Christian and economist, Chief Economist at infineo, and Senior Fellow with the Mises Institute.

4 Comments

  1. klanborg on 03/29/2024 at 9:39 PM

    A fascinating topic but a few minutes I’n, I’m compelled to challenge Ewert.
    Ewert: “You can imagine procedures for more complex things … write a step-by-step procedure to write poetry would probably stump most of us, although noaways you can ask ChatGPT to do that, so someone seems to have figured out how to produce a step procedure that manages to produce poetry.”
    This is false.
    Nobody, not even the smartest mind at OpenAI, has written a step by-step procedure for producing poetry. They have instead created a step-by-step procedure for producing an artificial mind that can create poetry.
    Similarly I can describe a step by step procedure for a man and a woman to copulate, producing a child that produces poetry, but that is not a step by step procedure for creating poetry.
    I think this is an essential distinction that invalidates further arguments he has offered.
    Neural networks do not work by algorithms. The algorithm describe procedures, and neural nets do not follow procedures in a meaningful way.
    He’s conflating, and confusing categories, which have legitimate distinct existence. Mixing these up leads to less clarity.

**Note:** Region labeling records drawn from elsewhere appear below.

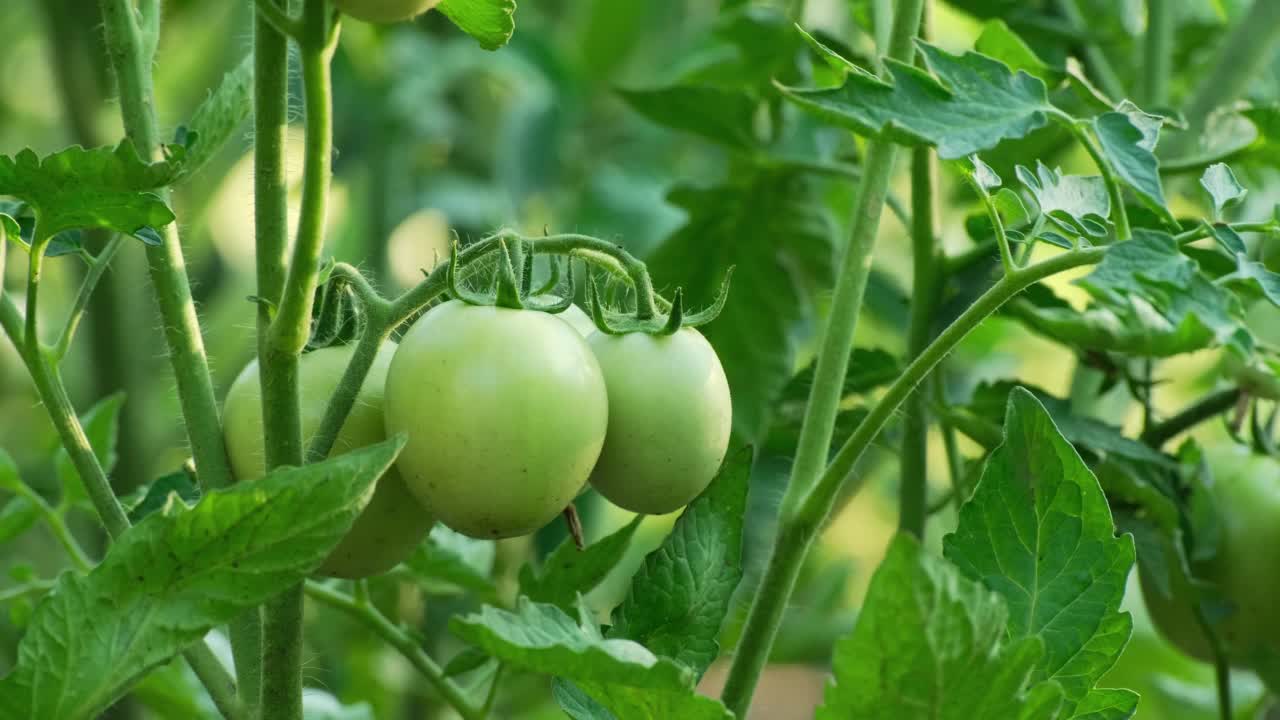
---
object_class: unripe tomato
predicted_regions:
[588,328,733,515]
[223,342,434,578]
[387,300,608,538]
[333,0,440,23]
[1142,446,1280,666]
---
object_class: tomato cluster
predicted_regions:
[225,294,732,577]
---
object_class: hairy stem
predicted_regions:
[722,0,924,717]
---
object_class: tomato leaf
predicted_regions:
[609,447,751,676]
[817,534,1061,720]
[520,515,643,612]
[435,0,516,50]
[943,388,1134,706]
[182,55,253,177]
[0,140,175,237]
[0,439,403,720]
[54,392,124,507]
[781,42,1052,160]
[449,597,731,720]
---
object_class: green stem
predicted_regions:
[101,0,232,489]
[1053,114,1133,241]
[1142,0,1178,108]
[897,121,942,538]
[1057,0,1125,101]
[1170,0,1280,151]
[306,582,484,720]
[724,242,1106,717]
[1139,387,1240,447]
[721,0,924,717]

  2. Dave H on 03/30/2024 at 5:23 AM

    It’s weird how ID people keep saying they have this rigorous quantitative way of measuring “specified complexity” but they never tell us what it is or how to apply it.

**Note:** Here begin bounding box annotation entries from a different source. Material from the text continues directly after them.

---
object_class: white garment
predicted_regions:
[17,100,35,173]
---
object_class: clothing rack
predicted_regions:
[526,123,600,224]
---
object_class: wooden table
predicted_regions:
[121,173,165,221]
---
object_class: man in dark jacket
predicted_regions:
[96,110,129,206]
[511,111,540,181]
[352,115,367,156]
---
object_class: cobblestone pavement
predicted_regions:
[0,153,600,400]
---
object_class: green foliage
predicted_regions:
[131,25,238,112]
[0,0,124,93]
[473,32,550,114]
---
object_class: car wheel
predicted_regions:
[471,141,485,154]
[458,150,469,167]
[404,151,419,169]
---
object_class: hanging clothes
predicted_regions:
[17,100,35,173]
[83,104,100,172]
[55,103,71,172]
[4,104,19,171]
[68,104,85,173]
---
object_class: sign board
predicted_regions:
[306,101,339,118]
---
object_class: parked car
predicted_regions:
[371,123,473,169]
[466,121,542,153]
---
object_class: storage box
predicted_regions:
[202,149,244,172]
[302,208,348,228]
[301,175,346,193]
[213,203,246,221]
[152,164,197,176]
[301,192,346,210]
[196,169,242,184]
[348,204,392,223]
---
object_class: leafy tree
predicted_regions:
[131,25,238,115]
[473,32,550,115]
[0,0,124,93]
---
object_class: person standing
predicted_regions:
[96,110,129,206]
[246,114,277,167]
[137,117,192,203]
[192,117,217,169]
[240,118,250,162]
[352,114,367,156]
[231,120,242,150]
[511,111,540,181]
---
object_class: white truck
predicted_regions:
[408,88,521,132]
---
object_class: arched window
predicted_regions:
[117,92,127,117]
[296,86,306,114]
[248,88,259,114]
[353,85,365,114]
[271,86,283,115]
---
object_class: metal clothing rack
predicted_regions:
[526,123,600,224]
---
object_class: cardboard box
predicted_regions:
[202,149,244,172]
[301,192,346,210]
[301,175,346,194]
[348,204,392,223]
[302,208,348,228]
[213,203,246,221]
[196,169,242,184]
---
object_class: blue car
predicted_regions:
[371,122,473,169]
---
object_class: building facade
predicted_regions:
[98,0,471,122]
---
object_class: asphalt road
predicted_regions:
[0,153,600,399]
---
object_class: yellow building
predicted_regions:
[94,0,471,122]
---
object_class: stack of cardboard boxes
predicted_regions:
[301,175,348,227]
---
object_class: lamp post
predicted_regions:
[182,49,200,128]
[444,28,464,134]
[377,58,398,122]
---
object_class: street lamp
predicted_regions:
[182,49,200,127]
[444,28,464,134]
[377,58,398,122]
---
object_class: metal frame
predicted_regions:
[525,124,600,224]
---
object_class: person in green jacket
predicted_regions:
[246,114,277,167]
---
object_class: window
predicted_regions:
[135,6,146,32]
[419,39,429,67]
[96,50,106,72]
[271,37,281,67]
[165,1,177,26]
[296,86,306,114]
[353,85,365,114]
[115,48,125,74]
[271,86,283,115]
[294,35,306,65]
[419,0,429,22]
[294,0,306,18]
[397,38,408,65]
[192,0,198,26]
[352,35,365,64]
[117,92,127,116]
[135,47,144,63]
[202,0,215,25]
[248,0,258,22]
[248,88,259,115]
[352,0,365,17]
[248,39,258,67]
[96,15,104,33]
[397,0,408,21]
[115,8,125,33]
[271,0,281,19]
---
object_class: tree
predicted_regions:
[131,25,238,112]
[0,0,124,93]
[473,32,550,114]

    I have challenged several times to offer up several strings of text and have somebody who claims this rigorous quantitative way of measuring it do so and tell me which are designed and which are not, but nobody has ever done so.

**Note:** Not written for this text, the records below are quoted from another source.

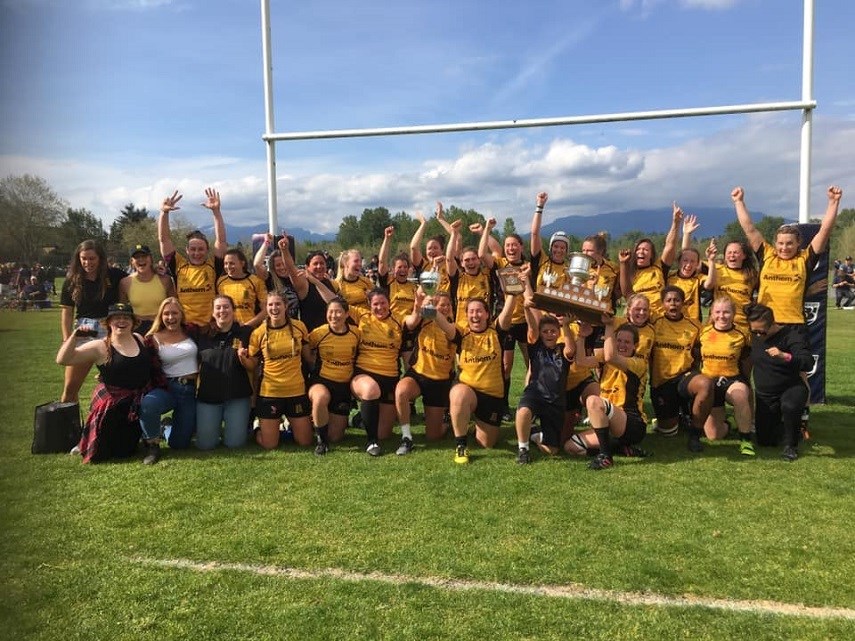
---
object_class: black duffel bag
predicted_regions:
[32,401,81,454]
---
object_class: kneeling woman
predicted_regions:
[449,294,514,464]
[309,298,360,456]
[701,295,754,456]
[247,292,312,450]
[395,287,457,456]
[574,317,647,470]
[350,289,403,456]
[56,303,165,463]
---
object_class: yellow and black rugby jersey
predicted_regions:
[217,274,267,325]
[715,265,757,331]
[668,274,707,321]
[336,276,374,323]
[413,319,457,381]
[615,318,654,361]
[309,324,361,383]
[650,316,701,387]
[356,313,402,376]
[701,325,749,378]
[249,319,309,398]
[451,267,491,331]
[558,323,594,390]
[600,356,647,422]
[416,256,451,292]
[386,274,417,325]
[495,256,525,325]
[169,252,222,325]
[588,260,620,309]
[757,242,816,324]
[632,258,668,321]
[457,323,505,398]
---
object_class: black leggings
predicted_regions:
[754,388,808,447]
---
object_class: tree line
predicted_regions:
[0,174,855,265]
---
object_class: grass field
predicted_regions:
[0,302,855,640]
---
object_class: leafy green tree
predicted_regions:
[0,174,67,262]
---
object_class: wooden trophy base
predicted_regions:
[534,283,612,325]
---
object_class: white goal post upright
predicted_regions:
[261,0,816,234]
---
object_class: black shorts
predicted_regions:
[401,370,451,408]
[309,376,353,416]
[517,390,564,447]
[713,376,751,407]
[498,323,528,352]
[564,376,597,412]
[255,394,312,419]
[618,410,647,445]
[353,367,398,405]
[650,371,700,421]
[472,389,505,427]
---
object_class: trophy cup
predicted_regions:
[419,269,439,318]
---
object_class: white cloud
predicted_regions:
[0,114,855,232]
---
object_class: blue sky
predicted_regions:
[0,0,855,231]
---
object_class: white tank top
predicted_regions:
[158,338,199,378]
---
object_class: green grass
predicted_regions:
[0,310,855,639]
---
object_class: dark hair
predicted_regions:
[743,303,775,325]
[615,323,638,345]
[659,285,686,303]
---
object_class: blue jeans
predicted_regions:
[196,397,250,450]
[140,379,196,449]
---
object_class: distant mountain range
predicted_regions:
[211,207,763,242]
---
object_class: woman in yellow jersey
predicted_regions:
[410,202,451,292]
[730,186,843,324]
[217,248,267,328]
[242,292,312,450]
[350,289,402,456]
[478,218,531,421]
[449,295,514,464]
[309,298,360,456]
[618,202,683,320]
[395,287,457,456]
[650,285,713,452]
[119,245,175,335]
[335,249,374,323]
[572,316,648,470]
[701,296,754,456]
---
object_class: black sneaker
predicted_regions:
[688,434,704,453]
[143,443,160,465]
[395,436,413,456]
[781,445,799,463]
[616,445,650,458]
[588,453,614,470]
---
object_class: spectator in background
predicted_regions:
[831,267,855,309]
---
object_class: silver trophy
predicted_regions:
[419,270,439,318]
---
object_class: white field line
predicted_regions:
[131,557,855,620]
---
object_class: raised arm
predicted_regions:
[157,189,184,261]
[730,187,763,252]
[410,211,428,269]
[478,218,501,269]
[377,225,395,279]
[529,191,549,256]
[661,202,683,266]
[810,185,843,254]
[202,187,229,258]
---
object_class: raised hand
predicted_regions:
[160,189,184,214]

    Why would they not jump at the chance to prove their methods?

    I also notice that it never gets discussed that you ALWAYS sneakily refer back to things we KNOW designers do when you bring up examples, such as books and such.

    Let’s be real here. This supposed rigorous quantitative measurement tool simply does not exist. It’s not in any book, not in any paper, not anywhere. It’s a *grift.*

    • hyrcnaus on 03/31/2024 at 12:07 AM

      At least in this interview, I didn’t hear Ewert claim a “quantitative measurement” for complexity but a qualitative “much” or “little”.
      Much complexity, little code.
      That’s why we were ‘seeing the fingerprint of God’ in the Mandelbrot set in the 90s.
      Now, should that be a ‘proof’ of God, to a reductionist atheist? I don’t really see how it would.
      (We’ll see if Bob posts this one…)

      • Dave H on 04/15/2024 at 5:46 AM

        Kolmogorov complexity is NOT specified complexity. If it were, then pure randomness would signal design.

        You *have no* way of detecting design that doesn’t involve referring to your prior knowledge about designers. Nobody does.